Prescription drug costs continue to be one of the fastest growing components of total health care costs. According to a 2008 report from the Kaiser Family Foundation, spending in the United States for prescription drugs in 2006 was $216.7 billion, more than five times what it was in 1990. Though spending for prescription drugs was one-third of that for hospitals and half of that for doctors’ services, the annual rate of increase for spending on prescription drugs has exceeded that for these other services in all but one of the last 11 years.
Nearly half (44%) of spending for prescription drugs is paid for by private insurance. Since employers are the principal source of health insurance coverage in the United States, they fund a major portion of the spending for prescription drugs. Therefore, it’s worthwhile for employers to understand the factors that go into the ultimate cost of the prescription drugs that are paid for, in part, by employee benefit plans.

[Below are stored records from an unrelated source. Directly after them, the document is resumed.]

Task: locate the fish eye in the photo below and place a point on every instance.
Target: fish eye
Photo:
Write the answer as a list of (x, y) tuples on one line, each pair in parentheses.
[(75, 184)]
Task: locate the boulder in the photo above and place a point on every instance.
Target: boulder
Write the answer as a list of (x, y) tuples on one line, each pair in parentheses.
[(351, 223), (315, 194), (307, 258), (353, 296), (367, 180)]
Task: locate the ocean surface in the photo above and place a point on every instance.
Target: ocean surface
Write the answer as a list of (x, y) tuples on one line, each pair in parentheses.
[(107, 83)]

When a new drug is first brought to market, the company that developed it enjoys some patent protection for the drug, which gives that company the exclusive right to sell that drug in the market for a certain period of time. This protection is intended to help pharmaceutical companies recover some of the cost of drug research and development, which can be substantial. By providing patent protection for a period of time, companies are encouraged to take the financial risk associated with new drug development. Only after the patent protection has expired can competitors bring lower-cost generic versions of the same drug to market.

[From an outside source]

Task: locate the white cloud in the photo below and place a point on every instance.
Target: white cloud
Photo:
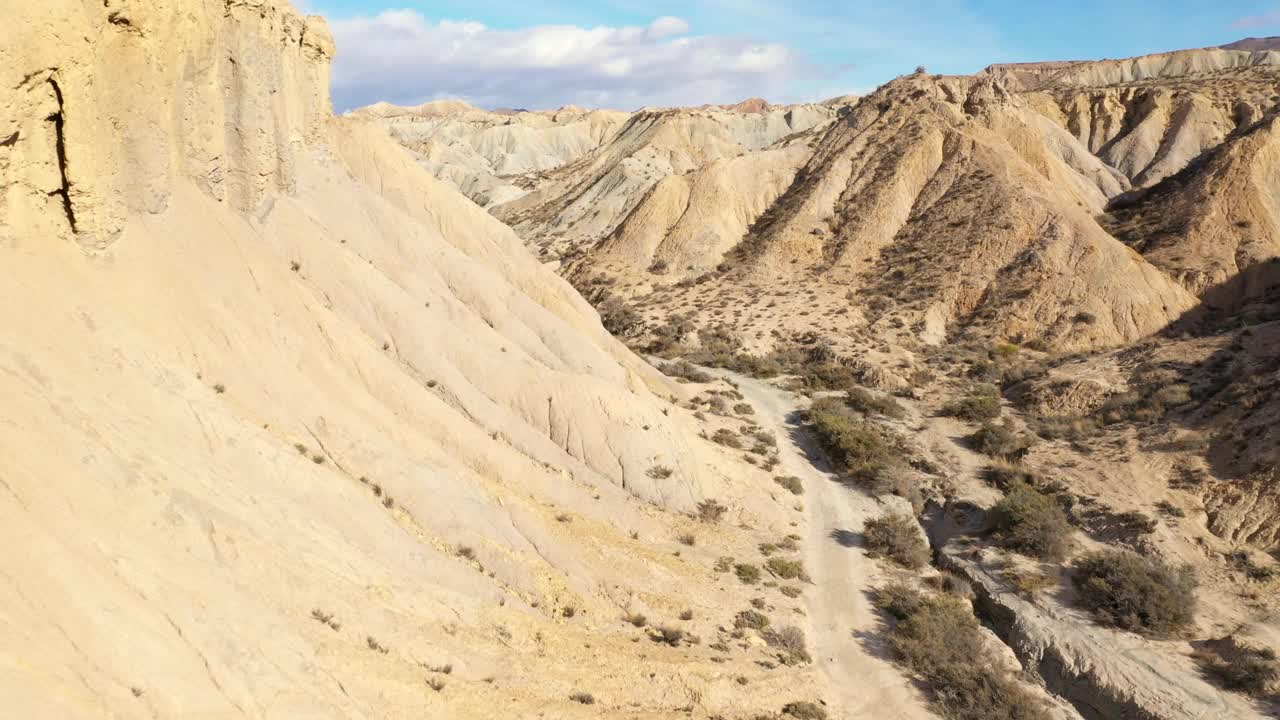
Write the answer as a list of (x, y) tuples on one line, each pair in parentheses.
[(401, 57), (1258, 21)]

When a company develops a new drug, it decides what price to charge for it, taking into account factors such as the research and development costs associated with the drug; whether other, different drugs with similar therapeutic effects are available; market demand; the current economic and competitive climate; and advertising costs and marketing strategy. While in some other countries governments play an active role in setting the prices for prescription drugs, this is not the case in the United States.
The price a drug manufacturer sets for its product is just the first piece of the equation that determines what the drug ultimately costs at the time it is dispensed to the consumer. Health plans and pharmacy benefits managers (PBMs) will negotiate with pharmaceutical manufacturers for discounts and rebates on their prescription drug products. The success of such negotiations and size of incentives achieved can vary significantly depending on a number of factors, including the utilization volume of the plan/PBM for the manufacturer’s products, placement of the manufacturer’s products on a plan formulary or preferred drug list, etc. Health plans and PBMs also can save costs by trying to achieve savings at the pharmacy level of the prescription drug distribution chain. This can be done by establishing networks of preferred pharmacies that agree to accept an established reimbursement rate in exchange for being included in the network, and by setting up or working with mail-order pharmacies.
Though these factors that establish the price of a prescription drug are out of an employer’s hands, there are things that any company with a prescription drug benefit can do to have some impact on what prescription drugs will ultimately cost the plan. Effective plan designs that encourage the use of generics and other preferred medications and that succeed in getting employees to use preferred and mail-order pharmacies can dramatically lower plan spending on prescription drugs. Working with a PBM or health plan that is proven effective with these strategies can be key in getting the most for your prescription drug dollar.